U.S. Advisory Panel Pushes for Lower Offshore Oil RoyaltiesBy
Committee says lower rates would make U.S. more competitive
Panel urges pared environmental review, faster Arctic drilling
Oil executives urged the Trump administration to slash the rates their companies pay to harvest natural gas and crude from beneath U.S. waters.
The U.S. Interior Department’s royalty policy committee, filled with industry representatives, voted Wednesday to recommend cutting rates for offshore oil and gas production by about a third, to 12.5 percent.

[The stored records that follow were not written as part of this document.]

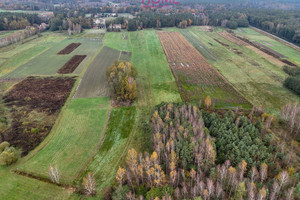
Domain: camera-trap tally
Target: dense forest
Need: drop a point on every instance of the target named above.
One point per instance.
(15, 21)
(203, 155)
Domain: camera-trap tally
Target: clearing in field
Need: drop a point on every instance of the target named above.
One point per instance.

When Interior Secretary Ryan Zinke recommissioned the panel last year, he raised the possibility the group would encourage an increase in the royalties that companies pay the U.S government for oil, gas and other resources extracted from public land and waters.
It did the opposite.
The panel also urged the Interior Department to create a better, "more workable process" for paring royalties on the oil and gas flowing from aging fields and particularly costly projects.
The recommendations, approved after a day-long meeting in Houston, will be submitted to Zinke for further action.
The moves are seen as potentially helping make U.S. waters more competitive with other offshore hotspots around the world, including Mexico’s portion of the Gulf of Mexico. Oil companies hunting for new crude discoveries in U.S. Gulf waters have been pushed into deeper depths, where ultra-high pressures strain the capacity of equipment, make wells harder to drill and increase costs.
The group also urged the Interior Department to swiftly sell drilling rights in the Arctic National Wildlife Refuge’s so-called 1002 area "as soon as practicable," following Congress’ decision to mandate the auctions last year. Because harsh weather conditions in Alaska can compound any delays, it’s important to start as soon as possible, said John Crowther, a policy adviser with the Alaska Department of Natural Resources.
The 20-member committee urged the Interior Department to move more quickly to approve drilling permits and other energy projects on federal land, in part by waiving some environmental reviews. Instead of hiking royalties for onshore energy projects, the Interior Department should "focus its efforts on removing obstacles" to development, one of the group’s subcommittees said.
The proposed changes came under fire from environmentalists and good government groups.
Pam Eaton, a senior adviser for energy and climate at The Wilderness Society, said the panel’s recommendations appeared to be "promoting fossil energy and maximizing private value at public expense."
Ryan Alexander, the president of Taxpayers for Common Sense, said the committee’s recommended changes appear to reflect the wishes of industry stakeholders -- not the broader public. A royalty rate decrease "is likely to dramatically reduce revenue for taxpayers for decades to come without any guarantee of increased industry interest" or production, she said in prepared remarks.
Six of the committee members hail from the energy industry, including representatives from ConocoPhillips Co., Anadarko Petroleum Corp. and coal miner Cloud Peak Energy Inc. Other members represent states, universities and tribes.
Most offshore oil and gas leases carry a royalty rate of 18.75 percent today -- a number established under former President George W. Bush. The Bureau of Ocean Energy Management imposed a 12.5 percent royalty on some shallow-water leases offered during an August auction of Gulf of Mexico tracts.
The panel, tasked with ensuring "the public receives the full value of the natural resources produced from federal lands," will continue evaluating possible changes to federal coal leasing and a possible recommendation that Interior aim to develop 20 gigawatts worth of offshore wind power projects.